Answer to Question #299520 in General Chemistry for nav

!!! C₆H₁₀O₅ is lactic acid lactate because lactic acid is C₃H₆O₃ !!!

Solution:

Δt = i × K_b × m

where:

Δt = the change in boiling point

i = Vant Hoff's coefficient

K_b = the molal boiling-point elevation constant

m = the molality of the solute

Δt = 84.91°C - 81°C = 3.91°C

i = 1 (for lactic acid lactate - nonelectrolyte)

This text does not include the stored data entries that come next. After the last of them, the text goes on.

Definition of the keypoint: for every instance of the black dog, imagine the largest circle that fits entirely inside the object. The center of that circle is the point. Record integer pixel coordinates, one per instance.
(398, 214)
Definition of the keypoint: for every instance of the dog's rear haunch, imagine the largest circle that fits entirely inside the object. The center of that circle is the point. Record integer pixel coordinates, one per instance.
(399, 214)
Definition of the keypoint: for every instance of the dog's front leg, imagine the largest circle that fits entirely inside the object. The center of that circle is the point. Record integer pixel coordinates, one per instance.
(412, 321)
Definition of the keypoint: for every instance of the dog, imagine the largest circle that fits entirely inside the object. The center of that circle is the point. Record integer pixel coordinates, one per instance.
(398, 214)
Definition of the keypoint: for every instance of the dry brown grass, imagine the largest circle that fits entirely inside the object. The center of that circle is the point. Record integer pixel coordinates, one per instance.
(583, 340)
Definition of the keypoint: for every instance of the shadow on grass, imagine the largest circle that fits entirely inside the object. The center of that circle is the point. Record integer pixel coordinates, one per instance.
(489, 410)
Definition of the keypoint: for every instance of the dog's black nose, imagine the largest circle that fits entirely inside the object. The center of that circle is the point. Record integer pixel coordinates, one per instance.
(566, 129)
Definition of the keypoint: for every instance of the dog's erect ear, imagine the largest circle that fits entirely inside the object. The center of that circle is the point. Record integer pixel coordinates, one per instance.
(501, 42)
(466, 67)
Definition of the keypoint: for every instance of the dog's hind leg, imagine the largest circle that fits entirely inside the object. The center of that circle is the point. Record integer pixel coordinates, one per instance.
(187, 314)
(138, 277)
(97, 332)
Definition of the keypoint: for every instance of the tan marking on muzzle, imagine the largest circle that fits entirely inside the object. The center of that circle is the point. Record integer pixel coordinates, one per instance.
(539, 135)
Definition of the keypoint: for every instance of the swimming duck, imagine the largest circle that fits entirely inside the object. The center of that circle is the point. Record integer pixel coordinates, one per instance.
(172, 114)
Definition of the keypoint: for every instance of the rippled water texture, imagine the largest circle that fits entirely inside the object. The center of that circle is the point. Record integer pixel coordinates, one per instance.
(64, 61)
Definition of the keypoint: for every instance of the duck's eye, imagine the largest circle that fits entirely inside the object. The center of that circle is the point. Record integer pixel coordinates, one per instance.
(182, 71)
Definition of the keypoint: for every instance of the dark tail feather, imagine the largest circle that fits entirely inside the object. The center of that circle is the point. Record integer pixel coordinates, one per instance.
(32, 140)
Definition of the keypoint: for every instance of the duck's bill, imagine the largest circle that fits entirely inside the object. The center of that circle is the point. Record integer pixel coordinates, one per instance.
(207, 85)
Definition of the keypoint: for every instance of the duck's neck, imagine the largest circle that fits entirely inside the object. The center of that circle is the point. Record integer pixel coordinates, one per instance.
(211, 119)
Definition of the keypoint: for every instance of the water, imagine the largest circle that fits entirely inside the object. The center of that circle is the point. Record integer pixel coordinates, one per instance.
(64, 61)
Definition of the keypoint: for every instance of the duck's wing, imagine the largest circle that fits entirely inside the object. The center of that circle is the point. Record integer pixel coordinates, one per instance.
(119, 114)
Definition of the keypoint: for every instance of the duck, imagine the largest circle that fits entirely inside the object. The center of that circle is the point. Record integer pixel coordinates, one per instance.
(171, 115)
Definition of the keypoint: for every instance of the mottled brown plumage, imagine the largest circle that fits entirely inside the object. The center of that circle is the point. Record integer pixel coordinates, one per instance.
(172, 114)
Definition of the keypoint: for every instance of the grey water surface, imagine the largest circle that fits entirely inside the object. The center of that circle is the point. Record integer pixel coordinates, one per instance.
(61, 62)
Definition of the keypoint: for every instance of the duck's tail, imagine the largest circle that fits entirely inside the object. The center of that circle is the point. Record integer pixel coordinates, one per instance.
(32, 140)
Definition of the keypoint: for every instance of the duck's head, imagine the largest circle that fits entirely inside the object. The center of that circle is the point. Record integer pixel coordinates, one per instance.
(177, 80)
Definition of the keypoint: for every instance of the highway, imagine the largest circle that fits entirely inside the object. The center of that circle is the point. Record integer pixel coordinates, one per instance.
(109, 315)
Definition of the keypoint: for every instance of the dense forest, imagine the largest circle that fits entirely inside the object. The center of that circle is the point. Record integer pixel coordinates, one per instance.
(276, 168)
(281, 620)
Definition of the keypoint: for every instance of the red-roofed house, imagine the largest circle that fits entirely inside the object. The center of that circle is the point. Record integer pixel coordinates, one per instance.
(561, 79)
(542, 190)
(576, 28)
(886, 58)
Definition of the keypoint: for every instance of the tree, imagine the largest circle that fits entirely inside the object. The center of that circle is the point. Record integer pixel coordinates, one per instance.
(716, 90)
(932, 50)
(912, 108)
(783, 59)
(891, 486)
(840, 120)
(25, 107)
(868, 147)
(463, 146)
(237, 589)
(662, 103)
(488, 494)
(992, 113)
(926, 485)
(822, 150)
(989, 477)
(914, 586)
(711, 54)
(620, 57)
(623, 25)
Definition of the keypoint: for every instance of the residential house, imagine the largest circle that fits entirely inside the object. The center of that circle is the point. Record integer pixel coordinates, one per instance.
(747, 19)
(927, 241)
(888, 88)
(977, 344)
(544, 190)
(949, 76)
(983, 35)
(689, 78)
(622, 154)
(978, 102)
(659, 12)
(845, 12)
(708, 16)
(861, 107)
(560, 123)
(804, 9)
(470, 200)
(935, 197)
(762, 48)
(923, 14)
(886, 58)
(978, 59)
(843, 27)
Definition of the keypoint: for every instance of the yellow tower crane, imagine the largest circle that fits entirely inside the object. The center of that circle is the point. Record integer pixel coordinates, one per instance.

K_b = 2.75°C/m (for cyclohexane)

Therefore,

m = Δt / (i × K_b)

m = (3.91°C) / (1 × 2.75°C/m) = 1.422 m

Molality of C₆H₁₀O₅ = 1.422 m

Molality of C₆H₁₀O₅ = Moles of C₆H₁₀O₅ / Kilograms of cyclohexane

Therefore,

Moles of C₆H₁₀O₅ = Molality of C₆H₁₀O₅ × Kilograms of cyclohexane

Moles of C₆H₁₀O₅ = (1.422 m) × (0.65 kg) = 0.9243 mol

The molar mass of lactic acid lactate (C₆H₁₀O₅) is 162.14 g/mol

Therefore,

Mass of C₆H₁₀O₅ = (0.9243 mol) × (162.14 g / 1 mol) = 149.87 g

Mass of C₆H₁₀O₅ = 149.87 g

Answer: 149.87 grams of C₆H₁₀O₅ should be dissolved.